Ahora bien, ¿se ha parado a pensar alguna vez que, cuando viaja por carretera, quizá esté recorriendo el mismo camino que hace dos mil años pisaron los legionarios romanos? La coincidencia no es casual. Si comparamos un mapa de la red de carreteras y ferrocarriles actual con el trazado de las calzadas romanas, las semejanzas saltan a la vista. La explicación es sencilla: la orografía no cambia.

Los pasos naturales entre montañas, los valles y los cruces de ríos que los romanos supieron aprovechar siguen siendo los mejores corredores hoy en día. A ello se suma que, a lo largo de esas rutas, fueron naciendo y creciendo ciudades, muchas de las cuales se convirtieron en núcleos que aún perduran. Y cuando en el siglo XIX se planificó la red moderna de caminos, y más tarde las líneas férreas, resultaba lógico reutilizar esos mismos ejes históricos que ya habían demostrado su eficacia.

Vasos de Vicarello, ruta desde Gades hasta Roma por la Vía Augusta

Un ejemplo especialmente significativo es el de la Vía Augusta, la calzada más larga de Hispania, que recorría el litoral mediterráneo desde Gades (Cádiz), cruzando los Pirineos hasta llegar a Roma. Su trazado lo conocemos gracias al Itinerario de Antonino, una especie de «guía de carreteras» romana, y a los célebres vasos Apolinares hallados en Vicarello, que registran el itinerario desde Gades hasta la misma Roma.

Hoy, buena parte de ese recorrido coincide con la Autopista del Mediterráneo, la A-7, una de las arterias más transitadas de España. La próxima vez que conduzcamos por esa autopista, conviene recordar que lo hacemos sobre la huella de una vía con dos milenios de historia.

Vía Augusta, tramo de calzada romana a su paso por Benlloch (Castellón)

No menos célebre es la Vía de la Plata, que unía Emerita Augusta (Mérida) con Asturica Augusta (Astorga) y articulaba el occidente peninsular. En la actualidad, la autovía A-66 reproduce en gran medida aquel itinerario. Lo mismo ocurre con el eje que comunicaba Caesaraugusta (Zaragoza) con Tarraco (Tarragona), prolongado hoy en la A-2, o con la ruta que enlazaba Emerita Augusta con Corduba (Córdoba), equivalente en parte a la actual N-432.

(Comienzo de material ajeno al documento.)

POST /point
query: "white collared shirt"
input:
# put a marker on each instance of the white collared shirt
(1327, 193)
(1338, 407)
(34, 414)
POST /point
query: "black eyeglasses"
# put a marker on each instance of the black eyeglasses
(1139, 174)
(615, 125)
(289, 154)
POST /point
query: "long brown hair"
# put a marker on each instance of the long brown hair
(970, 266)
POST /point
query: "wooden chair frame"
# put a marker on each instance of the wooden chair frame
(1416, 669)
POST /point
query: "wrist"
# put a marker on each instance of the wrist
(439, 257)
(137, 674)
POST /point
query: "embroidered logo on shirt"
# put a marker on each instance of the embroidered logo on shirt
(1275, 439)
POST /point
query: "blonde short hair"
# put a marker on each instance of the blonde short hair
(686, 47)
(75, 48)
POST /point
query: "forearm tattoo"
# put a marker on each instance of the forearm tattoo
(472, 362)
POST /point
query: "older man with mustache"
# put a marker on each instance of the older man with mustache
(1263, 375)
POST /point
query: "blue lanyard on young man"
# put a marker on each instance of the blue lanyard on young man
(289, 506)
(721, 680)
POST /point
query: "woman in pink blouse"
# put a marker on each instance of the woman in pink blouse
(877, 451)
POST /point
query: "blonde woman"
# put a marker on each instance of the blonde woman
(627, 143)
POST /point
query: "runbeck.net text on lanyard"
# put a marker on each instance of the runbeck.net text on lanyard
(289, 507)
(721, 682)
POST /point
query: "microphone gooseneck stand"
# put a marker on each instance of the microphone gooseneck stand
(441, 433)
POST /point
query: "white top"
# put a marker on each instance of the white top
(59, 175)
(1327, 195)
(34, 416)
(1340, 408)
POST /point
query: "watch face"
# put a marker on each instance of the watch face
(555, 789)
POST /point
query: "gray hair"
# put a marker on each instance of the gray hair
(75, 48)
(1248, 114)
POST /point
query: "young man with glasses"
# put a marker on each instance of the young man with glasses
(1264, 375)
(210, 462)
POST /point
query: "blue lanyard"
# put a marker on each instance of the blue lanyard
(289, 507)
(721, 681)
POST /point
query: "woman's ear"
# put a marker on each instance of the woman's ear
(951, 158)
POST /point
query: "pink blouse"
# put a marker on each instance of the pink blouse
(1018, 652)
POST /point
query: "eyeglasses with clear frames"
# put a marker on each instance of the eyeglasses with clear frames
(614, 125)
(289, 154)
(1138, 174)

En el noroeste peninsular, las antiguas vías recogidas tanto en el Itinerario de Antonino como en el llamado Itinerario de Barro —un conjunto de pequeñas tablillas de bronce halladas en Asturica Augusta— se corresponden con corredores que aún utilizamos, como la A-52 o la N-120. Estos ejemplos muestran hasta qué punto las infraestructuras modernas no surgieron de la nada, sino que se apoyaron en un legado romano que supo abrir los caminos más lógicos y duraderos.

Y así llegamos al final del viaje. Cuando circulamos por autovías repletas de coches, cuando subimos a un tren de alta velocidad o incluso cuando caminamos por carreteras secundarias, lo hacemos, en buena medida, siguiendo los pasos de Roma. Su capacidad para modelar el territorio fue tal que, dos mil años después, seguimos dependiendo de sus decisiones estratégicas.

Esa herencia no solo se percibe en el trazado físico de las vías, sino también en la idea misma de comunicación: de conectar pueblos, de unir territorios, de facilitar el intercambio cultural y económico. Quizá por eso, aunque cambiemos de caballos a automóviles o de carros a trenes de alta velocidad, la esencia es la misma. Tal vez por eso la célebre frase nunca pierde vigencia: al fin y al cabo, todos los caminos siguen llevando a Roma.